Jakarta, Aktual.com – Pakar hukum tata negara Margarito Kamis berpendapat dari segi ketatanegaraan kasus Arcandra Tahar merupakan bentuk ‘kebobolan’ yang nyata. Menunjukkan tidak cukup kokohnya pemerintah menjaga prinsip bernegara secara baik.
Peraih gelar Doktor dari Universitas Indonesia ini juga menilai kasus Arcandra menunjukkan bahwa penyelenggaraan negara di saat ini dilakukan dengan cara yang bisa dikatakan ‘gampangan’. Dan pihak yang harus bertanggung jawab atas kasus ini, tidak lain adalah Presiden Jokowi.
“Presiden yang harus bertanggung jawab. Tidak bisa hanya dikatakan kalau pilihan atas Arcandra merupakan saran dari sana-sini sehingga orang yang memberi saran itu yang disalahkan. Bagi saya tidak bisa seperti itu. Kesalahan utama tetap ada di Presiden Jokowi,” ucap lulusan Universitas Hasanuddin, kepada Aktual.com, di Jakarta, Selasa (16/8).
Menurut Margarito, adalah persoalan lain kalau administrasi negara saat ini ternyata kacau. Misal pembantu presiden yang tidak cukup kredibel menyodorkan data dan informasi secara valid ke Presiden untuk memilih figur menteri. “Silahkan saja presiden melakukan tindakan kepada anak buah yang tidak menyajikan data secara valid itu,” kata pria kelahiran Ternate itu.
Tetap diingatkannya, alasan kekacauan administrasi sama sekali tidak bisa menjadi alasan hukum untuk menghapuskan tanggung jawab Presiden Jokowi. “Sebab kasus kebobolan ini memalukan.
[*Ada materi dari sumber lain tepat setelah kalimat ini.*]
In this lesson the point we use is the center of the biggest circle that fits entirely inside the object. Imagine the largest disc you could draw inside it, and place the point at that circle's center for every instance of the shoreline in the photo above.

Bahkan bukan lagi memalukan, tapi ‘jorok’. Menunjukkan kadar nasionalisme kita parah karena persoalan ada di level pemerintahan,” ucap dia.
Diingatkan Margarito, dua Undang-Undang sudah jelas mengatur untuk mencegah terjadinya kebobolan seperti kasus Arcandra. Pertama, UU no 12 tahun 2006 tentang kewarganegaraan yang mengatur bahwa orang indonesia yang dengan sadar menjadi warga negara lain maka saat itu juga gugur kewarganegaraan Indonesianya. “Lalu UU 39 tahun 2008 yang menyebutkan bahwa di Indonesia yang bisa menjadi menteri hanya Warga Negara Indonesia,” kata dia.